Notes from an Island Ecology talk from Jim Fyfe
Our steadfast island is made of volcanic rock and is in the heart of Otago Harbour – a wise place for an ecologically friendly dwelling when sand is shifting around us. In this short talk I hope to erect four corner posts and start to weave a roof that will help protect the integrity of the Island’s Ecology.
First corner post: An important remnant of native bush
All who have walked around the island will have been drawn to the track through the bush remnant with its diversity of small trees and shrubs, suited to the windswept coastal environment and yet so rare now. This bush attracts the birds – bellbirds, tui, kererū, fantails. New planting strengthens and protects the integrity of this remnant.
Second post: An unmodified harbour shoreline
The edges of Otago Harbour have roads, railways and Port facilities. Areas have been reclaimed for industry and sports fields, but the shore of our Island is largely intact. Marine wildlife that rest on land are unimpeded in their use of the island, and this is demonstrated by the large proportion of the Harbour’s little shags that nest here.
Some damage has been caused by the erection of pylons for high tensile power-lines, intercepting seabirds who use the Island’s updrafts and snapping fragile wings.
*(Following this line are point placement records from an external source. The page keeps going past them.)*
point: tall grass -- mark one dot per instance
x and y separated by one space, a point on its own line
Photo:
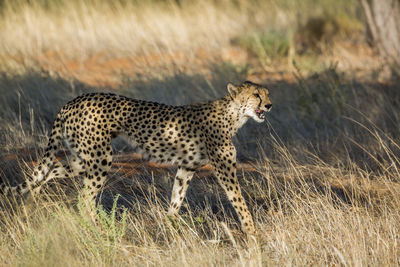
325 190
315 214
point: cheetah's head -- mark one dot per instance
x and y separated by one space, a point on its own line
252 98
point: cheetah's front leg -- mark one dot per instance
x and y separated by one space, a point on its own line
182 179
223 160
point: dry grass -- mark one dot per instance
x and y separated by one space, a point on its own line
325 186
306 215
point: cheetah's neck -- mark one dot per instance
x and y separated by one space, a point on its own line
233 114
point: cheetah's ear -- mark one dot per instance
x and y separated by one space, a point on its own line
232 89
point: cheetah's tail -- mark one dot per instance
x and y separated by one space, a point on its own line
42 170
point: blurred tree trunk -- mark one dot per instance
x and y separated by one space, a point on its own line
383 18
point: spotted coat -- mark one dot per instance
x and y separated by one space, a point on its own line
189 136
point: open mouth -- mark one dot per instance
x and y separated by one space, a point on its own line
260 113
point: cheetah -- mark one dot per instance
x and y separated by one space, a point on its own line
189 136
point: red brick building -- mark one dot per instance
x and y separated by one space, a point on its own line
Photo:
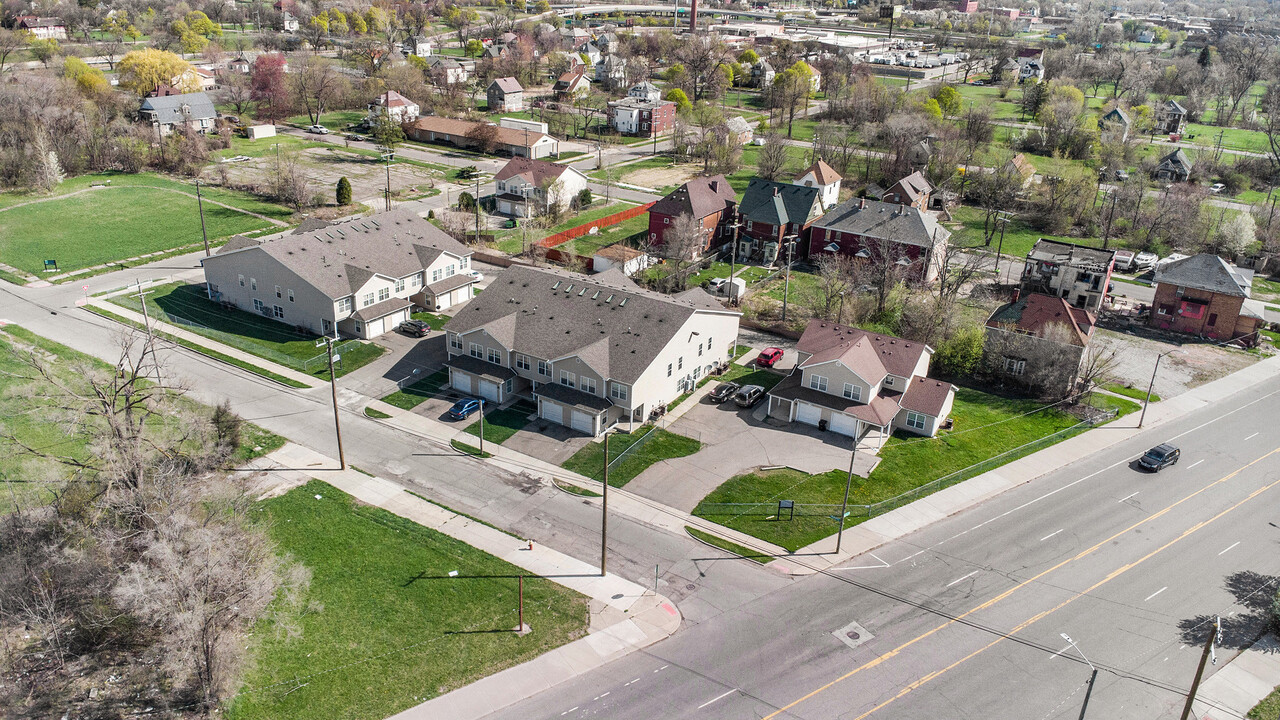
711 200
1205 296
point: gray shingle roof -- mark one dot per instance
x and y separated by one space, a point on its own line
181 108
1205 272
339 259
777 203
883 220
613 326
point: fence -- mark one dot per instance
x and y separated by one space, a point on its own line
711 510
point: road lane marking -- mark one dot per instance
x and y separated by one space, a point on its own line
959 579
1027 623
714 698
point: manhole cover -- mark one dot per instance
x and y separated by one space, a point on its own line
853 634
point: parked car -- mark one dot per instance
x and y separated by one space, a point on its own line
1124 260
414 328
748 396
1160 456
723 392
464 408
1144 260
768 358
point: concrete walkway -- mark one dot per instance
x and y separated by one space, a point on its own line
625 616
1233 691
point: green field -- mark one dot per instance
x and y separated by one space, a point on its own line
986 425
188 308
110 224
383 627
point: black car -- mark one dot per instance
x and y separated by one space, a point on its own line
415 328
1160 456
748 396
723 392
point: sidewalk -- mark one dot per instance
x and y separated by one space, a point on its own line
1244 682
899 523
625 616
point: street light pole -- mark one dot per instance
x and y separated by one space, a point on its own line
1093 677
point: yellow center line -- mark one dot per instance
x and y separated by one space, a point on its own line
1002 596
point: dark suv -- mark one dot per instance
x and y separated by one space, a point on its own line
1160 456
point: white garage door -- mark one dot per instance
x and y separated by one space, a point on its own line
461 382
844 424
808 414
552 411
584 423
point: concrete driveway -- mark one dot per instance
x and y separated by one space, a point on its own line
736 441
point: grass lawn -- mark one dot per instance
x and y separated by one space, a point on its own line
136 215
246 331
663 445
39 424
906 463
419 392
501 424
383 609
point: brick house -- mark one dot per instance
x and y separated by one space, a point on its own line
860 228
1203 295
711 200
1037 342
1077 273
853 382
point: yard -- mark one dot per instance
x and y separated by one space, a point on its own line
187 306
501 424
986 425
419 392
383 625
129 217
662 446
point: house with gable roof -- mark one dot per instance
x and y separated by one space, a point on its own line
356 278
854 382
593 351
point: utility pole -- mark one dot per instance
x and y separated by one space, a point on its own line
1200 673
786 283
844 506
333 390
604 510
204 233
Third post: A rich marine environment
An interpretation of the Māori name ‘Kamau Taurua’ is seine net. The island restricts the water flow in and out of the harbour and phytoplankton or small planktonic animals are herded past the island in strong currents. A diversity of marine species – sponges, barnacles, sea tulips, bryozoans, hydroids, brachiopods, molluscs – flourish by filtering this food from the water. Last week a dwarf minke whale was seen feeding here.
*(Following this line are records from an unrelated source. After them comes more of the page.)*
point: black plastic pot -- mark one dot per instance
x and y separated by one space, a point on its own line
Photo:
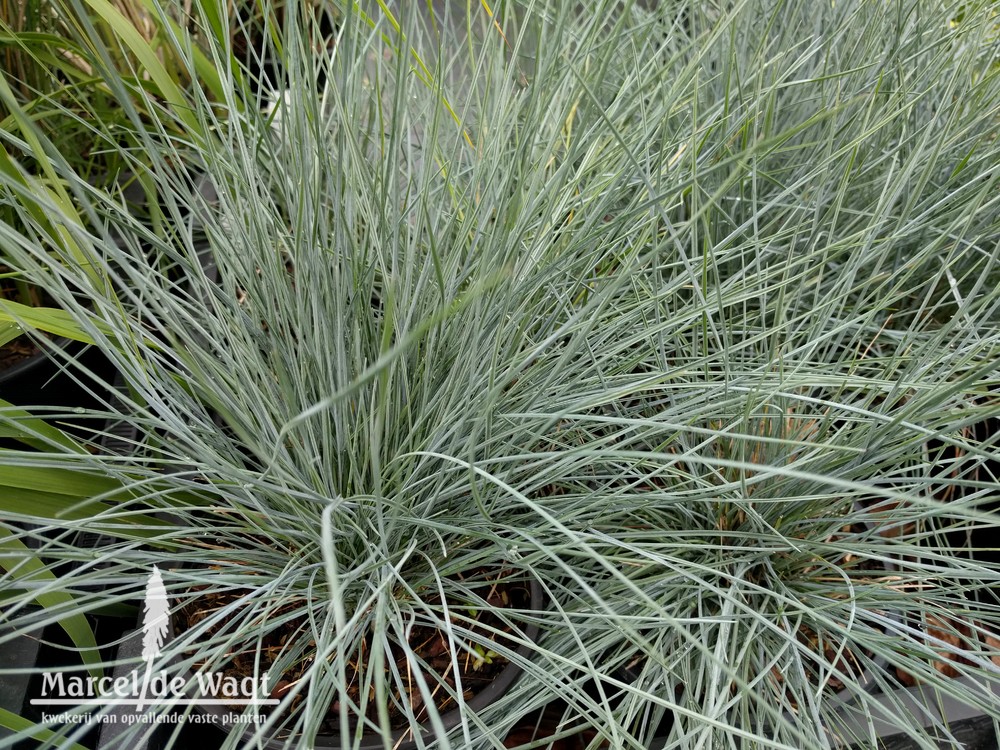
203 734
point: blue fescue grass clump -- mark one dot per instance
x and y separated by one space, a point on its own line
688 313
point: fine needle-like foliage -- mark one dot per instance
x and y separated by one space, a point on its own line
689 312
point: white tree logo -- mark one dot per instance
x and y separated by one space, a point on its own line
154 626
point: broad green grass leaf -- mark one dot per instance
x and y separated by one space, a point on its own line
25 568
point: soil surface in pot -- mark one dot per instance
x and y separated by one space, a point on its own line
478 664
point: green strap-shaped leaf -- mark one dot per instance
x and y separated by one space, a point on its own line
146 55
20 425
23 565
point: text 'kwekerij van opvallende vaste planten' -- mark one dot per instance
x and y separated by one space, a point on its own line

Fourth post: The island factor
Things can be different on an island. Isolation can protect a fragile species, or allow rapid adaptation in small populations. Islands can be a sanctuary from predators.
Now we have the four corner posts:
Important remnant of native bush
An unmodified harbour shoreline
A rich marine environment
The island factor
To provide a roof for our ecological dwelling the community needs to weave its stories between these posts.
Forest restoration is already a well established activity on the island
The community is exploring the opportunities to reduce its carbon footprint and present a model for sustainable living.
The experience that the island offers to schools and youth groups, allowing escape from the overwhelming world-scale issues, and a chance to contribute locally to improvements in our island ecology is unforgettable.
Our aim is to protect this island at the heart of Otago harbour as “a cradle of possibility”.